My Tiny Library
I wanted Stephen to build me a Little Library for years, and when he finally did—for my birthday several years ago—I was thrilled. In the first place, I love the concept: miniature lending libraries all over town walkers can both dip into and contribute to. Community libraries are important cultural and educational institutions, a place where we can do everything from researching our newest intellectual passion to picking up the latest best seller. But the Little Libraries that have popped up all over Berkeley are more personal, a thoughtful exchange between several individuals–the originator of the library, the borrower, and the contributor. They’re also a way to get to know our neighbors a bit more by seeing some of what they read.
For me to stock a Little Library also made good sense. I’m a writer whose book collection can easily get a bit out of hand. How lovely, to offer the surplus to neighbors. So when my Little Library was ready, I explored the bookshelves in my office, creating several piles of the books I could immediately use to stock my library. Then, for the first few months, I happily restocked whenever the two and a half shelves began looking bare.

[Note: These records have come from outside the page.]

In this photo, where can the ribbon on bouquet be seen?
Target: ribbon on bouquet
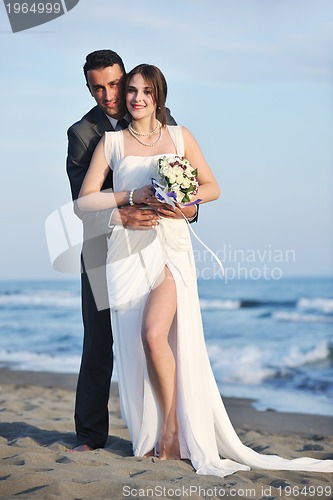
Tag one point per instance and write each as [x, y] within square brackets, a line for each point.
[170, 198]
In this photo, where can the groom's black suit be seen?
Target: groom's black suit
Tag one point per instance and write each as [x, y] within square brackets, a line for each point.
[92, 395]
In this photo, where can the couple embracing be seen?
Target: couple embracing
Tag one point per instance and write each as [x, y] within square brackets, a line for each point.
[139, 276]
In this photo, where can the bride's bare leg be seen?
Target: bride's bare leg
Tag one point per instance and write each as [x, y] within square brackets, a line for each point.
[159, 314]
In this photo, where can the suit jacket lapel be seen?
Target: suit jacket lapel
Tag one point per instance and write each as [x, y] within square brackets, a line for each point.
[102, 123]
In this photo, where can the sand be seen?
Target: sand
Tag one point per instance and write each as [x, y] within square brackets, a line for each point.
[36, 424]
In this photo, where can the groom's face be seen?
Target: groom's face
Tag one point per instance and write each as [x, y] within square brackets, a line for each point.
[105, 86]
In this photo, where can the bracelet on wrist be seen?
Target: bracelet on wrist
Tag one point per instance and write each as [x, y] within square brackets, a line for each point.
[130, 198]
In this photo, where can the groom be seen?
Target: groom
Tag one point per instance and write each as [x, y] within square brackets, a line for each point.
[104, 71]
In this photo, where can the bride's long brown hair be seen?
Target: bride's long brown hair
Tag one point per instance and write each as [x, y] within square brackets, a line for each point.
[156, 80]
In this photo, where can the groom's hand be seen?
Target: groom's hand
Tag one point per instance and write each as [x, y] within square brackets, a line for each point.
[135, 217]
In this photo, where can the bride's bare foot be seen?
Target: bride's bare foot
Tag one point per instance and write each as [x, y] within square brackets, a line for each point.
[169, 449]
[150, 453]
[81, 447]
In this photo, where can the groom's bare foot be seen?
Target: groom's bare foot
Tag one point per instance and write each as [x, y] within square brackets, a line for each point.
[81, 447]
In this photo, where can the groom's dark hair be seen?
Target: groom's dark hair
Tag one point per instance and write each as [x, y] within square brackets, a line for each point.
[102, 59]
[155, 78]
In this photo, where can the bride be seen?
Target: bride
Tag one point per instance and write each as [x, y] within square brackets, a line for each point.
[169, 398]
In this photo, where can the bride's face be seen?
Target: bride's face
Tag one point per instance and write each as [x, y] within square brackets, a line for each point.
[139, 98]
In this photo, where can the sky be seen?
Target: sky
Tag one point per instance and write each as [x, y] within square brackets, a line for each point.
[252, 80]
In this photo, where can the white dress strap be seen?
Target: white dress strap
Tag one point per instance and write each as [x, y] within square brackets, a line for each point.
[113, 147]
[177, 136]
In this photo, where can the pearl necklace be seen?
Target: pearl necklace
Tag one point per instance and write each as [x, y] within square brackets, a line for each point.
[144, 143]
[145, 135]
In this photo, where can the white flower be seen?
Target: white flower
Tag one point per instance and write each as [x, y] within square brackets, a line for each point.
[172, 178]
[186, 183]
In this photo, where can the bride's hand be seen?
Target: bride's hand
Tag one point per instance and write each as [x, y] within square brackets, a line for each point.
[142, 195]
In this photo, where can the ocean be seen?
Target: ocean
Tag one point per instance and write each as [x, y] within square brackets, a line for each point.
[268, 340]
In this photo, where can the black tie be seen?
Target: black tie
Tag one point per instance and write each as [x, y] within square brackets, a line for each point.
[123, 123]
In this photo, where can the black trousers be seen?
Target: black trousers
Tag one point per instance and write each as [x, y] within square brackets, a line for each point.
[93, 387]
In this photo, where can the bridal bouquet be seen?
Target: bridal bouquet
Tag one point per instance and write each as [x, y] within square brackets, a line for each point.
[179, 180]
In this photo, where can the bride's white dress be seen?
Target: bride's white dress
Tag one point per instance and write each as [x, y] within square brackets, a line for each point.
[135, 261]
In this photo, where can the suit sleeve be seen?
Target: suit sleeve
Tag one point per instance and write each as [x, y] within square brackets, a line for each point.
[79, 155]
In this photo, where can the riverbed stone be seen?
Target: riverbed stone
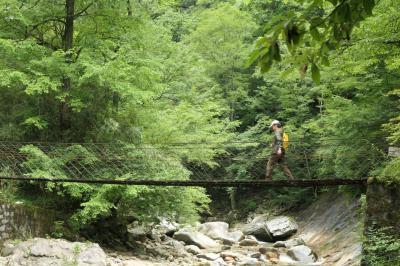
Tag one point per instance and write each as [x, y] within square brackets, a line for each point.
[166, 227]
[259, 230]
[248, 242]
[195, 238]
[281, 227]
[214, 230]
[208, 256]
[192, 249]
[289, 243]
[302, 254]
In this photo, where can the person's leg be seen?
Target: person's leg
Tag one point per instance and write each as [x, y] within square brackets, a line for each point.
[285, 168]
[287, 171]
[270, 164]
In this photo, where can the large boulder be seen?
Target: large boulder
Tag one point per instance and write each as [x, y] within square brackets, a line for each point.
[43, 252]
[289, 243]
[302, 254]
[166, 227]
[281, 227]
[214, 230]
[195, 238]
[138, 232]
[259, 230]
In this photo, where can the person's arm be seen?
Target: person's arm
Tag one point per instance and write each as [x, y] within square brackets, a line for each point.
[278, 142]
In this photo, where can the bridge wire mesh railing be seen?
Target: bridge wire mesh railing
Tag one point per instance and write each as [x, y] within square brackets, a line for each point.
[178, 161]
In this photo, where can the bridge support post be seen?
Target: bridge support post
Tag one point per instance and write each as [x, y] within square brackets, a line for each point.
[382, 212]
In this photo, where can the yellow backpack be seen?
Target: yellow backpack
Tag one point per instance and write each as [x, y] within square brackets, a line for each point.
[285, 141]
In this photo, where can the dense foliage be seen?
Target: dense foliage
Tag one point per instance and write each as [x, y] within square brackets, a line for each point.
[145, 75]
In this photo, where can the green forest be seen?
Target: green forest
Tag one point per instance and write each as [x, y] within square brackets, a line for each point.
[187, 89]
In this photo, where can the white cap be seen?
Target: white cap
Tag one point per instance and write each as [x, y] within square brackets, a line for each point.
[274, 122]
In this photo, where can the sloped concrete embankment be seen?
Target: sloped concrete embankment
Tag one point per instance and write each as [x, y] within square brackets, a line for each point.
[332, 227]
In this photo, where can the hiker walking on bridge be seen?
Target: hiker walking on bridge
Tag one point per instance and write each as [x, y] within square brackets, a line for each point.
[278, 152]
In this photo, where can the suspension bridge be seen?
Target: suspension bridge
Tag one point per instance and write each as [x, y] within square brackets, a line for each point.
[233, 164]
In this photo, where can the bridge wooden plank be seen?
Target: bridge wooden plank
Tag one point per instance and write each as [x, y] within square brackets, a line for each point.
[202, 183]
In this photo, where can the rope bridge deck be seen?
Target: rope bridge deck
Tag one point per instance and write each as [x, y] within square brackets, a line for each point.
[203, 183]
[172, 164]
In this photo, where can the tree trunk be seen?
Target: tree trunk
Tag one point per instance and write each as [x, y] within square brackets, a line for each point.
[129, 7]
[68, 38]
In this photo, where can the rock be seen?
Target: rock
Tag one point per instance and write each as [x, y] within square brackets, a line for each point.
[272, 255]
[284, 258]
[232, 237]
[208, 256]
[229, 259]
[40, 251]
[195, 238]
[138, 232]
[192, 249]
[302, 254]
[248, 242]
[259, 230]
[228, 241]
[264, 250]
[281, 227]
[225, 247]
[165, 227]
[214, 230]
[228, 254]
[289, 243]
[249, 262]
[256, 255]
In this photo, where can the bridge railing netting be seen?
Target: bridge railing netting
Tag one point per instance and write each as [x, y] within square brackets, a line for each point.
[182, 161]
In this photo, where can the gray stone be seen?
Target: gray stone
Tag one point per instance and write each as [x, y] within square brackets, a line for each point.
[208, 256]
[248, 242]
[214, 230]
[192, 249]
[289, 243]
[165, 227]
[302, 254]
[231, 254]
[138, 231]
[259, 230]
[281, 227]
[248, 262]
[195, 238]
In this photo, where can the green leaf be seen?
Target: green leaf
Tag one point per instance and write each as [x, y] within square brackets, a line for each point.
[342, 13]
[316, 21]
[265, 65]
[275, 52]
[333, 2]
[316, 76]
[368, 6]
[252, 58]
[315, 34]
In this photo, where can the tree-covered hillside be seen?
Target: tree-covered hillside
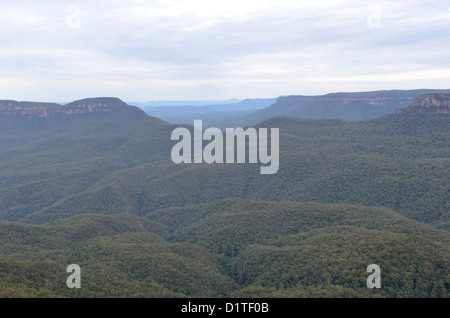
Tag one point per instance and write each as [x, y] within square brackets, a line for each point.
[93, 184]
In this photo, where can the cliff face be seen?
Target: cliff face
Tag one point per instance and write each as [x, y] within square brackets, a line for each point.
[429, 104]
[42, 110]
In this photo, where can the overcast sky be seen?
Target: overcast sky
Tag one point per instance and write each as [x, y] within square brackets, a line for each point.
[207, 49]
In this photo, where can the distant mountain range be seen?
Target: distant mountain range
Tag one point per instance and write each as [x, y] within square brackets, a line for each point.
[345, 106]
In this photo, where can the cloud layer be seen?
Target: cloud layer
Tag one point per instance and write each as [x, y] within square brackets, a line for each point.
[208, 49]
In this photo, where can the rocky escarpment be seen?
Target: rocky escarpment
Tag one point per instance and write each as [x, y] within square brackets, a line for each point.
[42, 110]
[429, 104]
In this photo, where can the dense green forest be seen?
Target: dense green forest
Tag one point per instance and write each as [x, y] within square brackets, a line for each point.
[100, 191]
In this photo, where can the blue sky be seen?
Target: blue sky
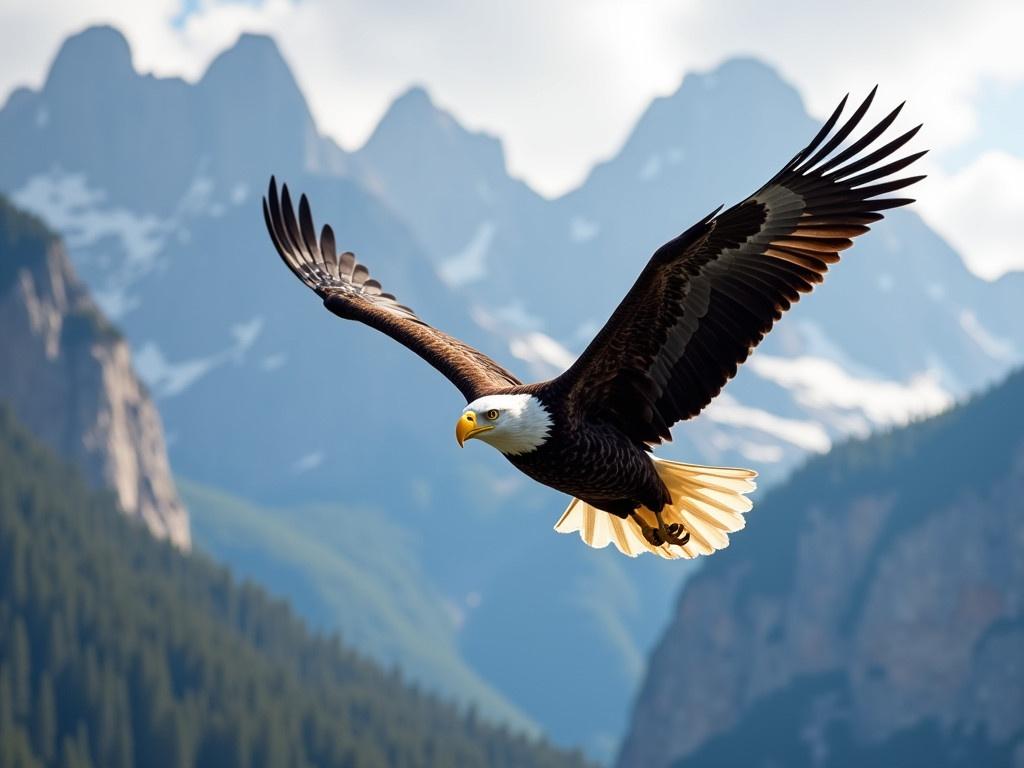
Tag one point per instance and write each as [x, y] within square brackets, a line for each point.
[562, 83]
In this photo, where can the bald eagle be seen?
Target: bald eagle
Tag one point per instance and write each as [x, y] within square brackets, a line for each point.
[698, 308]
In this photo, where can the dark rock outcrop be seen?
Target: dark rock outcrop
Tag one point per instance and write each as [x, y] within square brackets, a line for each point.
[69, 376]
[875, 614]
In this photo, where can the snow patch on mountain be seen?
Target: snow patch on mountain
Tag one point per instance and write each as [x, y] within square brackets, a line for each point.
[469, 264]
[824, 387]
[583, 229]
[81, 213]
[168, 379]
[807, 435]
[995, 347]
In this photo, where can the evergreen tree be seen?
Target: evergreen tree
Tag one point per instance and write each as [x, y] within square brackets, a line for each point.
[122, 651]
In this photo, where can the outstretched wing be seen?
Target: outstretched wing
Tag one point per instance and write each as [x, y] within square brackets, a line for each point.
[707, 298]
[349, 292]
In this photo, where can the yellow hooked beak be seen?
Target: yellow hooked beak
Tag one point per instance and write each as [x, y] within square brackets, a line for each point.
[467, 427]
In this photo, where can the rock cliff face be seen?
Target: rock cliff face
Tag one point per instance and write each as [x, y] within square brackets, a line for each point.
[872, 615]
[69, 376]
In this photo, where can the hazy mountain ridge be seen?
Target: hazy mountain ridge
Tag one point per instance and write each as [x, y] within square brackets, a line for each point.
[872, 615]
[269, 397]
[120, 651]
[69, 375]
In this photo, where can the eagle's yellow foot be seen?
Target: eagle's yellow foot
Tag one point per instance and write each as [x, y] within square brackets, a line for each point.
[653, 536]
[678, 535]
[672, 534]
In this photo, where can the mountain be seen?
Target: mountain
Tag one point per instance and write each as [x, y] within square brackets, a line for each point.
[156, 182]
[119, 650]
[337, 579]
[69, 376]
[872, 614]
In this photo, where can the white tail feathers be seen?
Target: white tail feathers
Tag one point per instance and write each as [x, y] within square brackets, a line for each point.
[709, 502]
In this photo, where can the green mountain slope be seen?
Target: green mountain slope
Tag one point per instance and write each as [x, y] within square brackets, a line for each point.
[327, 561]
[117, 650]
[871, 615]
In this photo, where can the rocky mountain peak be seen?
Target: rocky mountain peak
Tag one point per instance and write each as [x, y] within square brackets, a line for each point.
[99, 53]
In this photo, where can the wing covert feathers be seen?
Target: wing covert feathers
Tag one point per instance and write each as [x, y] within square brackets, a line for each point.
[709, 297]
[710, 502]
[349, 292]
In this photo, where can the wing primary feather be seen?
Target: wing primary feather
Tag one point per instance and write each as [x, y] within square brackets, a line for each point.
[328, 250]
[292, 226]
[308, 230]
[818, 138]
[860, 143]
[349, 292]
[841, 134]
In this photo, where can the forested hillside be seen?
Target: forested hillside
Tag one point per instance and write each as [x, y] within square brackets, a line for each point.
[116, 650]
[872, 615]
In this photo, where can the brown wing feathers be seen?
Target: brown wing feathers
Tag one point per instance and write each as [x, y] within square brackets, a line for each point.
[709, 297]
[349, 292]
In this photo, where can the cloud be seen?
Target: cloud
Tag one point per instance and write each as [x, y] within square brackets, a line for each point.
[562, 82]
[979, 210]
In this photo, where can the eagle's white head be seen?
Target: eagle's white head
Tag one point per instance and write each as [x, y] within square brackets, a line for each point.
[512, 423]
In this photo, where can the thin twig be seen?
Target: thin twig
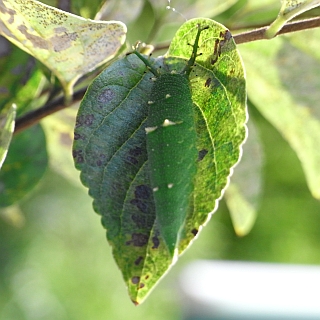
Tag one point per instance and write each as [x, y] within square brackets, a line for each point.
[35, 116]
[259, 34]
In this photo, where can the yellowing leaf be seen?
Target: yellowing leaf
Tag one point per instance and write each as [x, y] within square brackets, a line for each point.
[67, 44]
[289, 10]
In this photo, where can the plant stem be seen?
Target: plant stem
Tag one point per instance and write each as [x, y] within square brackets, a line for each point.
[53, 106]
[259, 34]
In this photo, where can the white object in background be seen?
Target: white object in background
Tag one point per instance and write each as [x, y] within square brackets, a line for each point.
[247, 290]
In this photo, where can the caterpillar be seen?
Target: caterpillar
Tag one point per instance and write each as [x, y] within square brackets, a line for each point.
[171, 146]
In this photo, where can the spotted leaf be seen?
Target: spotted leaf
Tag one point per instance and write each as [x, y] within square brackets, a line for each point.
[67, 44]
[111, 148]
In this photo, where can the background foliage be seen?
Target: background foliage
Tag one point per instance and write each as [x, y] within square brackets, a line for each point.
[54, 261]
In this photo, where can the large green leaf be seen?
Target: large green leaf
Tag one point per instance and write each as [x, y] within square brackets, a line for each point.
[110, 147]
[68, 45]
[245, 190]
[285, 90]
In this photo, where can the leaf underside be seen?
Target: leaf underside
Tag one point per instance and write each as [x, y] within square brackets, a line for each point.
[110, 148]
[69, 45]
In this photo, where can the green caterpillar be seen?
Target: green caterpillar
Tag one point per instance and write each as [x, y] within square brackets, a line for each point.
[171, 146]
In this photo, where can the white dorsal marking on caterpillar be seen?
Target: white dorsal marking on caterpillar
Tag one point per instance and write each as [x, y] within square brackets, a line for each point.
[150, 129]
[174, 10]
[167, 123]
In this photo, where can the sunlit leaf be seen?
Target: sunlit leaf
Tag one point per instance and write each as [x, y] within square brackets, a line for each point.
[110, 148]
[285, 90]
[289, 10]
[7, 120]
[68, 45]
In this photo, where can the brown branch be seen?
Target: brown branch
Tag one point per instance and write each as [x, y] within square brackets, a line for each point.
[259, 34]
[33, 117]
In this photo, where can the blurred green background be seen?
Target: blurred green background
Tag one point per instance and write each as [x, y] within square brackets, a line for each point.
[55, 262]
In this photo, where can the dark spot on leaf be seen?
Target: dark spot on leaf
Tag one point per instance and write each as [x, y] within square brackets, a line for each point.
[78, 136]
[143, 192]
[142, 206]
[138, 260]
[85, 120]
[133, 154]
[106, 96]
[207, 84]
[194, 231]
[100, 160]
[65, 139]
[138, 240]
[135, 280]
[78, 156]
[132, 160]
[156, 242]
[202, 154]
[137, 151]
[139, 220]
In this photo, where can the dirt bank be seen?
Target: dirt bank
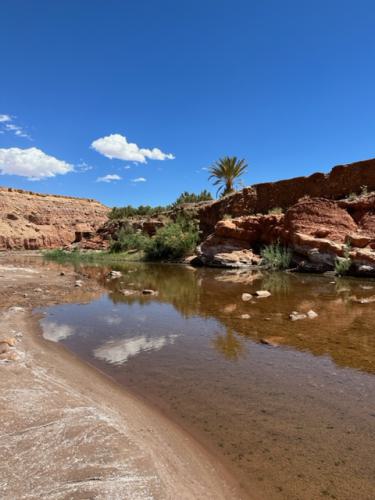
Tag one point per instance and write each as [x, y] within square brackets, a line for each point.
[69, 432]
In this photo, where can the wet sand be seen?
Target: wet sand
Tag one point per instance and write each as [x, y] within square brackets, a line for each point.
[67, 431]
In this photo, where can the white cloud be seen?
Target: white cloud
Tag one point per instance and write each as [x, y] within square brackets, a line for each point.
[109, 178]
[12, 127]
[117, 146]
[31, 163]
[82, 166]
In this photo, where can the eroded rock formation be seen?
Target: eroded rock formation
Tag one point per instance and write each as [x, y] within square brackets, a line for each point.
[317, 230]
[32, 221]
[341, 181]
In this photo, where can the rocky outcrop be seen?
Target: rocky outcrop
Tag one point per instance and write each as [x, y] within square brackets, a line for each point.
[340, 182]
[317, 231]
[33, 221]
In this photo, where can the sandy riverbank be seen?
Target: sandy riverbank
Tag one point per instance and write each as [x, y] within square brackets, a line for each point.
[69, 432]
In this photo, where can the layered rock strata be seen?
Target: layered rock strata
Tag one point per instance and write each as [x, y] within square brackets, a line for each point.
[33, 221]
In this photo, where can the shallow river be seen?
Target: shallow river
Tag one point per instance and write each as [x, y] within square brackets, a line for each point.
[295, 420]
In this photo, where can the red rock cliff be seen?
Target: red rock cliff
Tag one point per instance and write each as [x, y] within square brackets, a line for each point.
[31, 220]
[260, 198]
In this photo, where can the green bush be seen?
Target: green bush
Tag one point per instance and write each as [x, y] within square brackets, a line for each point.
[186, 197]
[128, 239]
[173, 241]
[342, 264]
[129, 211]
[276, 256]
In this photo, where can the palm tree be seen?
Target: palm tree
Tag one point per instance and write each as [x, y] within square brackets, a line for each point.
[226, 171]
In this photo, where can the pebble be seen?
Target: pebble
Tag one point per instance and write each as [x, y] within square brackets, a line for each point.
[246, 297]
[295, 316]
[312, 314]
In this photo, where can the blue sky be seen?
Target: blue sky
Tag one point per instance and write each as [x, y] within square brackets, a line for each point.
[288, 85]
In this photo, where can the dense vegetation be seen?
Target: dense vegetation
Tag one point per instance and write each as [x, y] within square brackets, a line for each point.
[128, 239]
[186, 197]
[276, 256]
[173, 241]
[147, 210]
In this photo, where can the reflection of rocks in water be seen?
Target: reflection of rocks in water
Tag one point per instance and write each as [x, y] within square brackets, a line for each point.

I also curated the shelves several times a week, straightening the rows and plucking out any contributions that wandered outside my comfort zone, mainly religious tracts at first. Initially, watching books disappear to be replaced by new ones, pulling up in my car and seeing a passer-by peering into my library filled me with joy. What a phenomenon, I thought one day! These Little Libraries are always in flux, readers interacting with other readers, providing pleasure to others, gifting an object they’ve held in their hands over time to the next person.
But after a while, unless I filled them, my shelves remained sparse. The quality of the books deteriorated. And my Little Library no longer sparked joy the way it once had. For a while, I even began feeling spiteful: if people aren’t going to contribute, neither will I! For several weeks, my shelves remained nearly bare, and each time I passed, I felt a bell jar descending.
Then one day last week, my Little Library was bursting with books, several piles of them, crammed in helter skelter. Oh, I thought, suddenly feeling lighter, somebody cares! My Little Library has not been abandoned after all. And I made a note to return in a bit to organize the shelves.
But when I returned later that afternoon, the books had all been arranged by size, and my Little Library appeared well fed and organized. And at that moment I understood my previous depression. I had taken the treatment of my library personally. The empty shelves had left me feeling abandoned, as if nobody cared about me. But that was no longer true. Not only one, but two people had stopped by to feed my Little Library–and me. I had just been too quick to despair.
Once again, I reminded myself that if I remember to remain patient, it’s quite possible that whatever I am unhappy about will turn around. I’ve learned this lesson before, but now the image of my fully stocked and neatly organized Little Library will help me remember.